Dopo le vacanze mi ritrovai in questa scuola, sentivo molto la mancanza dei miei amici, ma non durò a lungo perché in pochi giorni vedevo che varie professoresse erano violente, ricordo benissimo che la prof di geografia aveva un bastone di legno sotto il tavolo e un giorno davanti ai miei occhi diede legnate ad un alunno sulle gambe. Poi mi è successo anche a me, non riuscendo a dare la risposta esatta. Prima mi sgridò, poi prese il bastone e me lo diede sul braccio per due volte. A casa raccontai tutto ma non ci credevano, specialmente mio padre. Comunque dovetti per forza andare a quella scuola e subendo non solo le grida e le violenze della prof di geografia ma anche una tirata di orecchie di quelle forti dalla preside.

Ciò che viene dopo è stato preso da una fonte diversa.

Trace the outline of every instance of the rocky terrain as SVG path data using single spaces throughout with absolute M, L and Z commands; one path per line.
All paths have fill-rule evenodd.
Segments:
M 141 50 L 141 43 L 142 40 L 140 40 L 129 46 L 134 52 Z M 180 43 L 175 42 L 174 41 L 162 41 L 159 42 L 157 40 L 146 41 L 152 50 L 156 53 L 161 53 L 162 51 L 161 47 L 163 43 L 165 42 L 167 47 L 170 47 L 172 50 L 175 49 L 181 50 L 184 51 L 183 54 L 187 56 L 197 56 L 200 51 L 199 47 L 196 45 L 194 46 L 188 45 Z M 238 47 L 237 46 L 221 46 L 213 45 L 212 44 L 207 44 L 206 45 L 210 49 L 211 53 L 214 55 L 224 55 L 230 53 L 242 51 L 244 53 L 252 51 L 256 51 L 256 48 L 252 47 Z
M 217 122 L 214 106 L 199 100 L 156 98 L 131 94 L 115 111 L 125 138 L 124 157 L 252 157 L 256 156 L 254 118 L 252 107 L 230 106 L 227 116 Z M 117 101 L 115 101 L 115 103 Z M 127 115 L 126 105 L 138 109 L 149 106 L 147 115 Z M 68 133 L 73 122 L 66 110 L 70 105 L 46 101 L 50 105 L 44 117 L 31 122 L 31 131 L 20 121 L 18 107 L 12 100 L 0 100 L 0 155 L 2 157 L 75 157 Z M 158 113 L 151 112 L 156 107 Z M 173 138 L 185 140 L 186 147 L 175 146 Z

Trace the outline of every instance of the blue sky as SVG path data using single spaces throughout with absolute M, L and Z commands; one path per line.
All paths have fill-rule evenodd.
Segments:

Nonostante tutto, io ci mettevo il meglio per studiare, ma dopotutto dissi a mio padre o che mi metteva nella scuola con i miei amici oppure non ci andavo più (non lo avessi mai detto …). Mi aggredì ferocemente dandomi calci, pugni, schiaffi, mia madre urlava di smetterla ma l’unica via d’uscita da quella bestia inferocita era la porta di casa. Così feci, ma non ritornai a casa, mi addormentai in un’auto che era aperta, così di mattino presto mi svegliarono i carabinieri perché il proprietario li chiamò, mi dissero perché avevo quei segni rossi sul viso, e perché ero a dormire in quell’auto. Dichiarai il falso ma mi portarono nel negozio di mio padre e sentivo dire ai carabinieri che non volevo andare a scuola, che  volevo stare con gli amici in mezzo alla strada, e altre puttanate, e bugie.

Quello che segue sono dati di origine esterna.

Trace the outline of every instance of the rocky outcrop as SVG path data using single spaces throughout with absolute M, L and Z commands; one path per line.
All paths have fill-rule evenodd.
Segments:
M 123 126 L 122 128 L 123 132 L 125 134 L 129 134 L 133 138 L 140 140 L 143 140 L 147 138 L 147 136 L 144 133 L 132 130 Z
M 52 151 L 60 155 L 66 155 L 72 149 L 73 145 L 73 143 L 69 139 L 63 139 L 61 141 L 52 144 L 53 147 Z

Ma credo che i carabinieri non l’avevano bevuta, poi mi disse bene, non vuoi andare a scuola? Allora da oggi in poi lavori qui dentro con me. Accettai, purtroppo, però non mi dava spazio per vedermi con gli amici, per giocare a calcio in mezzo a una piazzetta. L’unica cosa che mi consentiva era andare a giocare nella sala giochi di fronte al negozio, mentre lui mangiava. Mi incantava un gioco particolare, cioè il video poker di quelli truccati. All’inizio ci buttavo la paghetta, poi cominciavo a rubare carte da 20, 50 mila lire dalla cassa per poi buttarle lì dentro e non vincevo quasi mai, finché non si accorse dell’ammanco di 50 mila lire e corse in sala giochi, mi vide giocare su quel gioco di contrabbando e la prima cosa che io sentii fu uno schiaffo talmente forte sul lato destro che mi ritrovai a terra a tre metri dal video poker.

Poi cominciò con il gestore della sala giochi e, dato che era sua la proprietà, cioè la sala giochi, l’ha anche buttato fuori. Lui diceva che tutto ammetteva ma tranne di farmi giocare a quell’età, vicino a un gioco succhia sangue, perdi soldi.

Da quel giorno andai a vivere con la nonna e finalmente ero con i miei amici che spesso marinavano la scuola, lì credo che cominciò la mia rovina… ricordo che i tre che eravamo più coraggiosi ero io e altri due, andavamo in giro a far casino e poi mi viene in mente di fargliela pagare alla professoressa di geografia e decisi insieme ai miei amici di andare nella scuola dove ho subito violenze. Dopo avere spiegato tutto ai miei amici andammo a quella scuola, vidi la prof e la riempii di parolacce e lei spaventata scappò, prima verso un bar, poi circondata scappò nella scuola e io la prima cosa che pensai fu alla sua auto e così tutti verso la sua auto, io con i piedi rompevo i vetri, un mio amico con un piccolo coltellino a bucarle le ruote e di tutto e di più. Poi scappammo e la sera mi ritrovò a casa della nonna mio padre con una frusta di quelle che si usano con le mucche, cioè era una frusta che faceva molto male. Quella sera a lui dissero tutto quello che avevo fatto alla macchina della prof, che voleva i danni. Quella sera mio padre non si fermava mai con quella frusta, mia nonna non faceva altro che urlare aiuto aiuto, chiamate la polizia!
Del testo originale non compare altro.